The full text of Fell’s translation may be seen in his book or in the supporting website. If genuine, this pagan law is in some respects more humane than our own as it concludes with how to cleanse the stigma of the plaintiff and realise a full return to innocence:

if on weighing the case, one and all having heard the complaint, they declare a verdict of not-proven, then let the picket be hewn down as needless, for there is no guilt of manslaughter on his part. Thereupon straightway the assembly shall march rejoicing to any of the well-known sacred springs, and to the oracle there let a donative be given larger than is customary, for the sake of the acquittal. And thereupon they are to immerse their man in the depths of the spring.
And the oldest of the sages is to make known the verdict to the assembled people, declaring that all men should know that they may expect justice in misfortune in these precincts, and that whether it be fraud that is the cause of a dispute, or be it lust, or malice aforethought, or the death of a slain man, or a boundary line that is under survey, crime will be countered by justice, moderated by clemency.

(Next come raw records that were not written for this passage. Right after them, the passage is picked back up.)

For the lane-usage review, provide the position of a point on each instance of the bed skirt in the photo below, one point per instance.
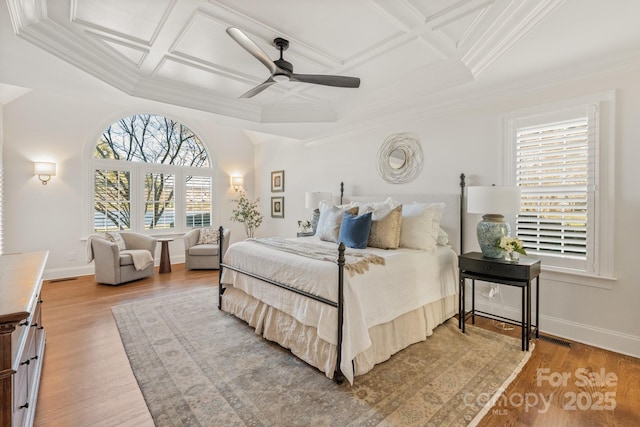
(303, 341)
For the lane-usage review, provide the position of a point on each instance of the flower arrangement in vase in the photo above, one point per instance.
(304, 226)
(247, 213)
(512, 246)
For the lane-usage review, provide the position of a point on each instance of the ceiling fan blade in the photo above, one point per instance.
(243, 40)
(256, 90)
(326, 80)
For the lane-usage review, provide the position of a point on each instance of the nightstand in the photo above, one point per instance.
(521, 274)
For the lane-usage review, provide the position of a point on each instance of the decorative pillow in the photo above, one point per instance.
(208, 236)
(420, 224)
(330, 219)
(354, 230)
(379, 209)
(443, 237)
(385, 230)
(117, 239)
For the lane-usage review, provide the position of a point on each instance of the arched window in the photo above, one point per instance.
(150, 173)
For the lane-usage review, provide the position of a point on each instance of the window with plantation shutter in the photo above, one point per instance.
(554, 170)
(151, 174)
(561, 158)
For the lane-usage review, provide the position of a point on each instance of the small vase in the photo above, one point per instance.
(512, 256)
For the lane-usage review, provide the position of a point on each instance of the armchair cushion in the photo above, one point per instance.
(200, 255)
(114, 266)
(208, 236)
(117, 239)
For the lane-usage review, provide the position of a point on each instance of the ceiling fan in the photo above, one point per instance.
(281, 70)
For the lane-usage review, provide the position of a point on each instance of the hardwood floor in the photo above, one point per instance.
(87, 381)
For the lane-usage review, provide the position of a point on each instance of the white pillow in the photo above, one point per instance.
(420, 224)
(379, 209)
(443, 237)
(117, 239)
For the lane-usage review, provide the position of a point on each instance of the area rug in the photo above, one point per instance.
(198, 366)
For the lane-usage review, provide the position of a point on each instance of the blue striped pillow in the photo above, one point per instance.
(354, 230)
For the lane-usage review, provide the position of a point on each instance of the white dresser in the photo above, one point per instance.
(22, 336)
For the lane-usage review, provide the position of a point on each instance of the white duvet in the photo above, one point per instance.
(409, 279)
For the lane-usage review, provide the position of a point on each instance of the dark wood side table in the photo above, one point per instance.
(475, 266)
(165, 259)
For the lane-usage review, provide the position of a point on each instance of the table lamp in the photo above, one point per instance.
(499, 201)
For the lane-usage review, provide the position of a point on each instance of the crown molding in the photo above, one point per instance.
(31, 23)
(515, 21)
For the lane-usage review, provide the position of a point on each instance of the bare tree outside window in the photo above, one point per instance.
(143, 138)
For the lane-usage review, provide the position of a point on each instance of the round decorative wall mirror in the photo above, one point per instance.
(397, 158)
(400, 158)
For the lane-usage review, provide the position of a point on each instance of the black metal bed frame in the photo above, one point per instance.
(339, 305)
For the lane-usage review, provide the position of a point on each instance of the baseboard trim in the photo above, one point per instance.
(607, 339)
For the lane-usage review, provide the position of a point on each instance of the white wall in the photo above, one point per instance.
(53, 217)
(469, 141)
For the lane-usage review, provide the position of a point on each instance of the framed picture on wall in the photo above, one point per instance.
(277, 181)
(277, 207)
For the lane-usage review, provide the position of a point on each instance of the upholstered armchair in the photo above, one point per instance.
(202, 250)
(122, 257)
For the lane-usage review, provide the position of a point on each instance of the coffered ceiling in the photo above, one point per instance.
(178, 52)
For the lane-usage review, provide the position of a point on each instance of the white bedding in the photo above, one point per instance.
(409, 279)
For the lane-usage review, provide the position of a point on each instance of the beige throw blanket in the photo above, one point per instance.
(356, 262)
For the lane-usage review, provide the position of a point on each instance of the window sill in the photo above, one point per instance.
(575, 277)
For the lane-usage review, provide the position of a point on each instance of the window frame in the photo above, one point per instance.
(600, 271)
(138, 171)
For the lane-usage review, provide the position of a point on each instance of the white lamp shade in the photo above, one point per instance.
(493, 200)
(44, 168)
(237, 181)
(312, 199)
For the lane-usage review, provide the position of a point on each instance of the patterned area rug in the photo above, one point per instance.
(197, 366)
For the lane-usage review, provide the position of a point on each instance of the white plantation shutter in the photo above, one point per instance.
(555, 170)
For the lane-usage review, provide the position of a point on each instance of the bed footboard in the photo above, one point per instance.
(339, 305)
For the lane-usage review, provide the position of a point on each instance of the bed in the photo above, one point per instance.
(344, 310)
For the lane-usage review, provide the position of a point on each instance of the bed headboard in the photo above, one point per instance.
(452, 216)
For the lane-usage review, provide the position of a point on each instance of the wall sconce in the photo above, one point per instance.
(44, 171)
(237, 182)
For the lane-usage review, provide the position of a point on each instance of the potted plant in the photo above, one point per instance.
(247, 213)
(512, 247)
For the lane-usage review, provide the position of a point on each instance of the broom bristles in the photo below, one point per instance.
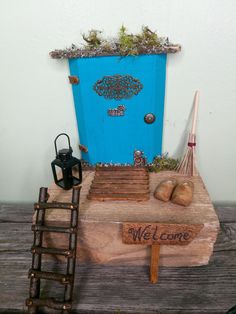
(187, 165)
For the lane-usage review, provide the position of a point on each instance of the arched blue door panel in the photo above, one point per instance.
(113, 139)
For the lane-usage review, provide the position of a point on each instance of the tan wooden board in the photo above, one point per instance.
(100, 225)
(159, 233)
(107, 185)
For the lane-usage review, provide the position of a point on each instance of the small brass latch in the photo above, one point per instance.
(73, 79)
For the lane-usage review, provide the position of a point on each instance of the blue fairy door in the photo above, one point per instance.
(119, 104)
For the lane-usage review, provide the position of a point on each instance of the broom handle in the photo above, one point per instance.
(195, 110)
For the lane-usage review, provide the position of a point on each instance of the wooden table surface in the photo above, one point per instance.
(118, 289)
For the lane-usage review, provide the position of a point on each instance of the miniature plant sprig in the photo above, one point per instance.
(163, 163)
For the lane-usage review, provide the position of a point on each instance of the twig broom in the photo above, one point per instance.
(187, 165)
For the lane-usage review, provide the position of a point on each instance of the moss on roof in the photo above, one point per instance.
(125, 44)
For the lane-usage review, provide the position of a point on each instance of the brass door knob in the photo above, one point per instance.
(149, 118)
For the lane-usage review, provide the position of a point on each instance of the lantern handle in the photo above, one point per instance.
(55, 141)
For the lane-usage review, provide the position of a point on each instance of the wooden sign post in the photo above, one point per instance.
(156, 234)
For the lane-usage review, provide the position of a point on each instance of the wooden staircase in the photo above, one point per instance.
(36, 273)
(120, 183)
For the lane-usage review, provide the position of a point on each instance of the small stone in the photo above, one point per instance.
(164, 190)
(183, 193)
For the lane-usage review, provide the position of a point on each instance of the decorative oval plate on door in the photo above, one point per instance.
(118, 87)
(149, 118)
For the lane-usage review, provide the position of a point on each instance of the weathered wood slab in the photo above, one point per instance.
(122, 289)
(100, 225)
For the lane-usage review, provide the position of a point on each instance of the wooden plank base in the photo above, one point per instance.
(126, 289)
(100, 225)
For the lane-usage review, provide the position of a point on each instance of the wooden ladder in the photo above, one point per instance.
(36, 273)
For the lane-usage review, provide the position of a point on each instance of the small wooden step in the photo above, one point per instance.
(53, 229)
(52, 251)
(120, 183)
(123, 185)
(63, 279)
(119, 197)
(55, 205)
(121, 168)
(49, 302)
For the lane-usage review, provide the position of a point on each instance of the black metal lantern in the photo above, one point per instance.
(67, 163)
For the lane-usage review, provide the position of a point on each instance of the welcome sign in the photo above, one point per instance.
(156, 234)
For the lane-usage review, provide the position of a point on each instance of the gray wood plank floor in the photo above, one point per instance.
(109, 289)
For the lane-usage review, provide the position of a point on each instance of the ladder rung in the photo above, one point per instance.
(63, 279)
(53, 251)
(49, 302)
(53, 229)
(55, 205)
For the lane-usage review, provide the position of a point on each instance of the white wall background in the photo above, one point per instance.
(36, 99)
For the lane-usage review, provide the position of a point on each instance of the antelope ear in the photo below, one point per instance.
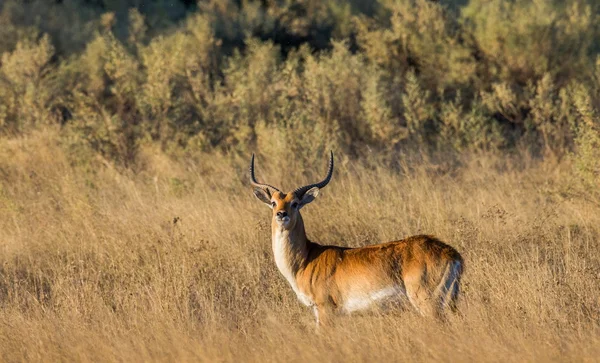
(309, 196)
(263, 195)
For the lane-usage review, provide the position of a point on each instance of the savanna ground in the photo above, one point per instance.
(128, 229)
(174, 263)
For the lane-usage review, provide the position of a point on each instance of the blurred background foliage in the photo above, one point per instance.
(299, 77)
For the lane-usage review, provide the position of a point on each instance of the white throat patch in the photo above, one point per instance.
(281, 252)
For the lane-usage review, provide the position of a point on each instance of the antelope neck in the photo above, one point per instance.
(290, 251)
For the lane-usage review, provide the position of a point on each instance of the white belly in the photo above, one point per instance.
(362, 301)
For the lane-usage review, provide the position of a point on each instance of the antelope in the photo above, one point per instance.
(340, 280)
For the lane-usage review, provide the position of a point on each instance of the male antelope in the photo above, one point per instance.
(333, 279)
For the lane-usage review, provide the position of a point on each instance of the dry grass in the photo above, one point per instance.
(173, 263)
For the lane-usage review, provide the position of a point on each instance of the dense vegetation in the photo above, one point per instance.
(128, 230)
(235, 75)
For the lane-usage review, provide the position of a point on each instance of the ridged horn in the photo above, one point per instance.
(300, 191)
(255, 182)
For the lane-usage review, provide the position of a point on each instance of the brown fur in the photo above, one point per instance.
(327, 275)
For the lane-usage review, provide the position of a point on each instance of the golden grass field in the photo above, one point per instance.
(173, 262)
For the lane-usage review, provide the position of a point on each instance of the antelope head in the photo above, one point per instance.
(286, 206)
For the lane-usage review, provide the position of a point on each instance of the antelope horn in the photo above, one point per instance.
(253, 180)
(300, 191)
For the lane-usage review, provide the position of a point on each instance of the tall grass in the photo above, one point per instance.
(174, 262)
(128, 230)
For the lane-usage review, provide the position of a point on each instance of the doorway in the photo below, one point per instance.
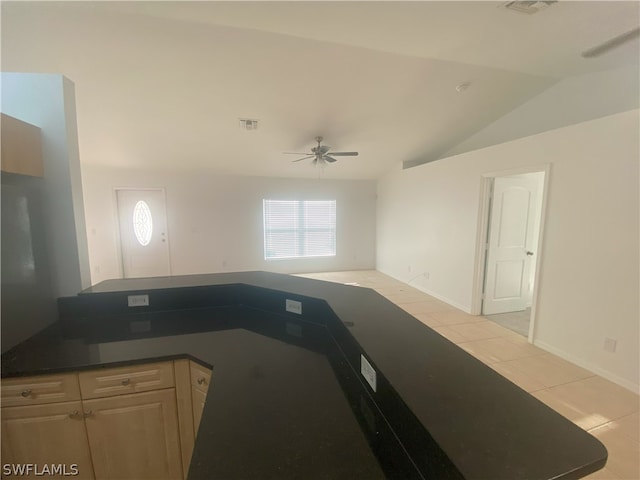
(144, 240)
(510, 248)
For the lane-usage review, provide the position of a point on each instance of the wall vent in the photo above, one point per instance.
(528, 7)
(248, 124)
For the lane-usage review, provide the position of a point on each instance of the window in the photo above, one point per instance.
(142, 223)
(299, 228)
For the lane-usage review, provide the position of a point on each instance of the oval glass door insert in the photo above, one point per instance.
(142, 223)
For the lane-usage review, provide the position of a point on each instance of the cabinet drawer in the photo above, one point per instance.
(200, 377)
(40, 389)
(123, 380)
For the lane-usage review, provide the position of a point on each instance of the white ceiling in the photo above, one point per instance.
(162, 84)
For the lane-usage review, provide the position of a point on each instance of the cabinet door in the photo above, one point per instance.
(52, 434)
(198, 398)
(134, 436)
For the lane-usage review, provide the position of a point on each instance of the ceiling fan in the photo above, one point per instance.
(321, 154)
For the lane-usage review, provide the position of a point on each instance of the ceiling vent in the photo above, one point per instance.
(528, 7)
(248, 124)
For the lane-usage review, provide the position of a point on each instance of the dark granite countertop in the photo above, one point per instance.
(436, 412)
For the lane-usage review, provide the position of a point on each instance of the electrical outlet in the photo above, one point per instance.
(293, 306)
(610, 344)
(138, 300)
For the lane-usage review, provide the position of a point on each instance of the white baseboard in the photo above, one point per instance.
(623, 382)
(466, 309)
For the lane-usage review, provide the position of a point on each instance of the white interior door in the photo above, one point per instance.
(513, 228)
(144, 241)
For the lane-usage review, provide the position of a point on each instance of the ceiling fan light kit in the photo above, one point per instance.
(321, 154)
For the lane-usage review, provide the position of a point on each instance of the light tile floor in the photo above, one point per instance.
(516, 321)
(606, 410)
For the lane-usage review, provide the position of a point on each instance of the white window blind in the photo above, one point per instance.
(299, 228)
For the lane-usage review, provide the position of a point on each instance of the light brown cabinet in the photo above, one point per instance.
(123, 422)
(48, 434)
(21, 147)
(192, 383)
(146, 426)
(200, 380)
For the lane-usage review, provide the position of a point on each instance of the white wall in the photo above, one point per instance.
(570, 101)
(48, 101)
(215, 221)
(427, 221)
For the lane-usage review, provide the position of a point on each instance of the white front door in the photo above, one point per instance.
(144, 241)
(513, 231)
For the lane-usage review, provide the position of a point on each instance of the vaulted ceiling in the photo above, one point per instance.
(164, 84)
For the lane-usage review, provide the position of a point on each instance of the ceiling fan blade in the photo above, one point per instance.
(344, 154)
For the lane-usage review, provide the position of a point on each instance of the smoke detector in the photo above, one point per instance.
(248, 124)
(528, 7)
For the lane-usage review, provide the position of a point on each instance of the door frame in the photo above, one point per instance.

The one thing which unites the chronicle and related scrolls is the peculiar and unique lettering not found in other manuscripts, which leaves no room for doubt as to pedigree. Left is Fell’s illustration of O’Connor’s text (C) which he compares to other ancient alphabets. Anyone with clues as to the whereabouts of this source is requested to get in touch via the external website below as it may be another candidate for the carbon-dating agency in Cambridge.

3) Tract of the laws of Eiri

3)Tract of the laws

The third sample was reproduced at the launch of the Chronicle of Eri in 1822. A pull out facsimile is evident on original editions of the book, though most of it is missing from online digitized versions. The above noted website contains an untranslated interpretation of the Gaelic, together with the original text of a simple legal constitution. Shown here is only its title.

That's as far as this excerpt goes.